Genetic information of disorders eventually will be very valuable in understanding the defect , protein misfoldings and treatment… I would not dismiss genetic testing that easily
It is important to know that genetic testing for an established clinical diagnosis can be helpful for genotype-phenotype correlations, meaning the type of the mutation may predict severity and in some cases it may enable participation in clinical trials. For example, if there is a missense mutation rather than a large deletion patient may be eligible for novel drug trials in certain genetic conditions.
Genetic information of disorders continue to be helping scientists understand the defect , protein misfoldings and treatment… I would not dismiss genetic testing that easily
This guest poster has hit the nail on the head (and futile care in the pocketbook.) If we could make a meaningfull correlation between treatment options and their costs, much useless testing would go away. Of course, that would also include tort reform on malpractice, a “little” item that the Obamessiah doesn’t think is important. We have a brilliant, charismatic, eloquent sociopath in charge of the nation.
I agree that there needs to be a link between clinical efficacy and reimbursement at some level. At the moment these kinds of considerations are not incentivised.
The Obama administration is supposedly a great believer in evidence based medicine. Hence the comparitive effectiveness research funding in the stimulus (that republicans ensured cannot be linked to payment decisions!)
There are many legislative options (political practicality of course is a different animal)
Eg in France public insurance money will pay 100% for the most effective (and cost effective) treatments, and less and less for more and more speculative treatments. THIS ESTABLISHES THE FLOOR – the minimum of care everyone should recieve. Private insurance and out of pocket payments (moral hazard) pick up the rest of the tab for the more clinically dubious tests/procedures (especially if you have money to spend on really gold plated insurance!). Thus no evil ceiling on expenditure to destroy innovation…

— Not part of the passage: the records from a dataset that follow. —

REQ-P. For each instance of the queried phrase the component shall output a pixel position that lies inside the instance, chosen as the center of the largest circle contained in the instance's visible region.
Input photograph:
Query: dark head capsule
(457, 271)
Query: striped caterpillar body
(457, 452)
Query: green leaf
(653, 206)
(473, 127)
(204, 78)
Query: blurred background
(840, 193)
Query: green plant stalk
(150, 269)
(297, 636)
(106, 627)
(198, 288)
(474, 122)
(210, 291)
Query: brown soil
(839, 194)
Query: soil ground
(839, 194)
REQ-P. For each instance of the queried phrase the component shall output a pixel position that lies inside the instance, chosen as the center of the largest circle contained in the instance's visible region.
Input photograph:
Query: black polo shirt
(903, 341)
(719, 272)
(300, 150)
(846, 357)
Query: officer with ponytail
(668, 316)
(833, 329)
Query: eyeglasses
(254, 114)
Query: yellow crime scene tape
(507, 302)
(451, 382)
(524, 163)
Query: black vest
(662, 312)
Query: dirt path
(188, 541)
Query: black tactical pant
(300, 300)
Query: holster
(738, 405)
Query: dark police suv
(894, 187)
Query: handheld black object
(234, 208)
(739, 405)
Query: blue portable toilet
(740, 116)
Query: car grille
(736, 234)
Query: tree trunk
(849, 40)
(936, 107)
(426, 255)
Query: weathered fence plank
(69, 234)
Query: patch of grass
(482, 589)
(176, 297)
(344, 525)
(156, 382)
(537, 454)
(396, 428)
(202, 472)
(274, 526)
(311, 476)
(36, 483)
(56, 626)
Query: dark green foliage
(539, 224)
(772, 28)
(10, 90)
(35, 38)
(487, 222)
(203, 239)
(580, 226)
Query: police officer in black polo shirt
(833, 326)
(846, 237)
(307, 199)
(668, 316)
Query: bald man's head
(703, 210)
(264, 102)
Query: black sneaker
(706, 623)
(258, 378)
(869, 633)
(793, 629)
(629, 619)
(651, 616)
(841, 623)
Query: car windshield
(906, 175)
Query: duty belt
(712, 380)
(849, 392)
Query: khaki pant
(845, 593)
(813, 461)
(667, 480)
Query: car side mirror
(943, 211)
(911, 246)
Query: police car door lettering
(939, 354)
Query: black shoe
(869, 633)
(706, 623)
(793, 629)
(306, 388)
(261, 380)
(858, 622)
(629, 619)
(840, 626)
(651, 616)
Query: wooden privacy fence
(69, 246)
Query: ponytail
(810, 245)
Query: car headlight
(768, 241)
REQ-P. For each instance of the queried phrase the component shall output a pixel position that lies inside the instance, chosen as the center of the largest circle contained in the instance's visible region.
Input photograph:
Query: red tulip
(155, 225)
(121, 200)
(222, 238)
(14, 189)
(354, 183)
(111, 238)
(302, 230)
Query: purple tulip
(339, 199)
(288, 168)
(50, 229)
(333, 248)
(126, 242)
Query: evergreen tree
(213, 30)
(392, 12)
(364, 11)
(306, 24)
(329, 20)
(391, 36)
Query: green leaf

There needs to be a link between efficacy and basic insurance reimbursement in the US. To make that practical and not a red tape nightmare I believe that a single body, like a healthcare federal reserve*, should define efficacy: the “floor”, or the minimum standard that all insurance must cover. These decisions should be based upon cost effectiveness and on the best scientific research available interpreted with physician and scientific community input. They should be updated often as new evidence arises.
If people can afford better coverage then they should be free to buy it!
-terry
* (current financial armagedon notwithstanding)
Terry:
Who is going to legislate, fund, and appoint your “healthcare federal reserve”? God? If not, it will be politicians. There is absolutely nothing in my experience on this planet that would lead me to the slightest hope that it’s decisions will not be based on political considerations, or overridden for political reasons. Is there in yours?